Il colpo di fulmine fra i due è accompagnato da un gustoso aneddoto che Ferdinando Scianna ha raccontato con quella sua nota dote di affabulatore durante l’incontro veneziano organizzato da Combo che ha preceduto l’inaugurazione della mostra Viaggio, Racconto, Memoria.
A CASA DEL MAESTRO
A Parigi Cartier-Bresson, che aveva visto e apprezzato Feste religiose in Sicilia, invita Scianna a cena. Il giovane fotografo porta con sé una scatola di immagini da mostrare al grande maestro, ma mentre l’ascensore sale, portandolo al piano dell’appartamento del noto fotografo lui ci ripensa, rendendosi conto di quanto possa essere di cattivo gusto far vedere il suo lavoro quando si è stati invitati a cena.

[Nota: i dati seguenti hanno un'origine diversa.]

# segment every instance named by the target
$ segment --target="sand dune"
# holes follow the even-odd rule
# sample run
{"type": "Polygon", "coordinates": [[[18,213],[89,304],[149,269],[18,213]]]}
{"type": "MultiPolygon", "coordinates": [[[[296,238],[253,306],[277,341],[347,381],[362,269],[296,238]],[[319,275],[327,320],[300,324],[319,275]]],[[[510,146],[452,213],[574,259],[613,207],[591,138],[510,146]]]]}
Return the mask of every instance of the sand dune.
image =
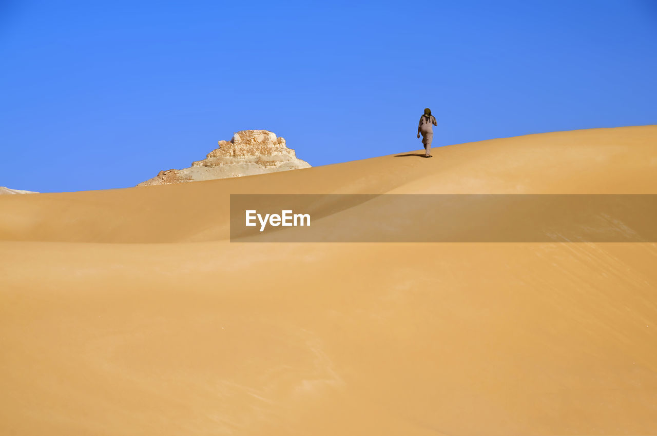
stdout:
{"type": "Polygon", "coordinates": [[[657,433],[657,244],[228,241],[231,193],[657,194],[657,126],[418,153],[0,198],[0,433],[657,433]]]}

Lascia quindi il pacchetto nell’ascensore, incastrandolo nell’intercapedine, pensando di recuperarlo quando andrà via. Tutto procede tranquillamente finché, a un certo punto della serata, i vicini suonano il campanello consegnando a monsieur Cartier-Bresson quelle fotografie che pensano possano essere le sue. Una disavventura che, alla fine, volge al meglio, pur lasciando il fotografo più giovane in un imbarazzo notevole, ma anche con una preziosa storia in più che arricchisce il suo repertorio straordinario.

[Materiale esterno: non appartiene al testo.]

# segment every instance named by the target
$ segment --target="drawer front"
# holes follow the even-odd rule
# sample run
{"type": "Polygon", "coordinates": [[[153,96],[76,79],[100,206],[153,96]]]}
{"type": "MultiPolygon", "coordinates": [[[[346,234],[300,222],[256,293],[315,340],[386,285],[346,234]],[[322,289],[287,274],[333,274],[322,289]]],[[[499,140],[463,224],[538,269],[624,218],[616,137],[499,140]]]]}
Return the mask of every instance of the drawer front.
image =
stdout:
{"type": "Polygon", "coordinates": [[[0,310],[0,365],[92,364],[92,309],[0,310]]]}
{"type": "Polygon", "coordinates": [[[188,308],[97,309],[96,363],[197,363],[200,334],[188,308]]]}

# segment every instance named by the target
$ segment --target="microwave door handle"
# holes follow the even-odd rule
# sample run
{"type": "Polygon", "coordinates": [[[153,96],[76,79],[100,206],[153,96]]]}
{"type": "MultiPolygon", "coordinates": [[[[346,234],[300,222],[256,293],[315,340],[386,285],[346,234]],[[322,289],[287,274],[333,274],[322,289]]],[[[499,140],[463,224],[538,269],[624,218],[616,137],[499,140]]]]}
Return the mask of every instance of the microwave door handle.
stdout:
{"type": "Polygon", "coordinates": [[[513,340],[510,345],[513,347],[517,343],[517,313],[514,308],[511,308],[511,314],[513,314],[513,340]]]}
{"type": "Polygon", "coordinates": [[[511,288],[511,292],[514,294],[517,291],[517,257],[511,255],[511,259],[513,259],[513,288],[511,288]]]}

Un’altra storia interessante è quella legata a Martin Scorsese, ripreso nel suo appartamento newyorkese che mostra la foto formato cabinet di un bambino con la cuffietta, un suo avo siciliano di Ciminna o Polizzi Generosa.
LE RADICI DI SCORSESE
«Catherine la mamma di Martin raccontava dei suoi genitori che non si erano mai allontanati da Little Italy, che non avevano mai imparato una parola di americano, dello strano rito di preparazione, ogni anno, in the roof, dell’estratto di pomodoro, delle mitiche polpette col sugo… – ricorda Scianna – Mangiai le polpette di Catherine. Accompagnai i genitori a fare la spesa a Little Italy. Andai nei due paesi siciliani a fotografare gli ultimi parenti delle famiglie. Insomma, mi confrontai con le radici che costituiscono il retroterra essenziale dei racconti del grande cinema di Scorsese. Così, a lui chiesi di fotografarlo con alcune immagini del suo album di famiglia. Perfetta metafora, mi parve, della sua ossessione della memoria come identità».

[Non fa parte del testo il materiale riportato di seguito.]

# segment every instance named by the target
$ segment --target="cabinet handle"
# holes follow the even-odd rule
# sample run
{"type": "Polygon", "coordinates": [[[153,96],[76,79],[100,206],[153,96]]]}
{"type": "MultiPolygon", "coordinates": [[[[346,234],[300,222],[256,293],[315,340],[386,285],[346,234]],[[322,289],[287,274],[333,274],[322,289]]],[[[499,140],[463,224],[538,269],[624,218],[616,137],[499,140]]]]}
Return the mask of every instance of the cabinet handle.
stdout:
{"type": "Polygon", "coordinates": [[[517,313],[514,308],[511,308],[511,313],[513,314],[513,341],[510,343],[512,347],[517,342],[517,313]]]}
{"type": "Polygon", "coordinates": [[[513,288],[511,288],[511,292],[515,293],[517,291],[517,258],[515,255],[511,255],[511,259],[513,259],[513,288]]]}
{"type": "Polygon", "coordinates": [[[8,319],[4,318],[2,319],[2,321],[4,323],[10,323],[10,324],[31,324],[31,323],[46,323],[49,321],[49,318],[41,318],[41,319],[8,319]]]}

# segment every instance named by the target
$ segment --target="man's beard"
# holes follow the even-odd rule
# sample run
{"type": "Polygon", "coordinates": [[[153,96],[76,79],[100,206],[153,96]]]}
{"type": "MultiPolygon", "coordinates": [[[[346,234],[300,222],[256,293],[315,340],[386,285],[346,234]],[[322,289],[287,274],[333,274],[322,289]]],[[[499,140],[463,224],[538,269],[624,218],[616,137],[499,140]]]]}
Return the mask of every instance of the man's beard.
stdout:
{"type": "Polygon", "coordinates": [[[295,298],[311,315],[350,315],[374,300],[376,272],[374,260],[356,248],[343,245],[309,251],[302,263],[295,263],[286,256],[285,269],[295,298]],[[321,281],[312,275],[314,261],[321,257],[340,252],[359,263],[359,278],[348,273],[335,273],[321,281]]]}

Nella sezione ritratti troviamo anche Roland Barthes che fuma il sigaro, Milan Kundera, Jorge Louis Borges, Monica Bellucci, Armando Testa, Gillo Dorfles e Jacques-Henri Lartigue il giorno del suo novantesimo compleanno. Non manca, poi, «il mio portinaio che è andato in pensione a 83 anni e ogni volta che veniva a prendersi il caffè, fumava la sua sigaretta e mi dava lezioni di vita».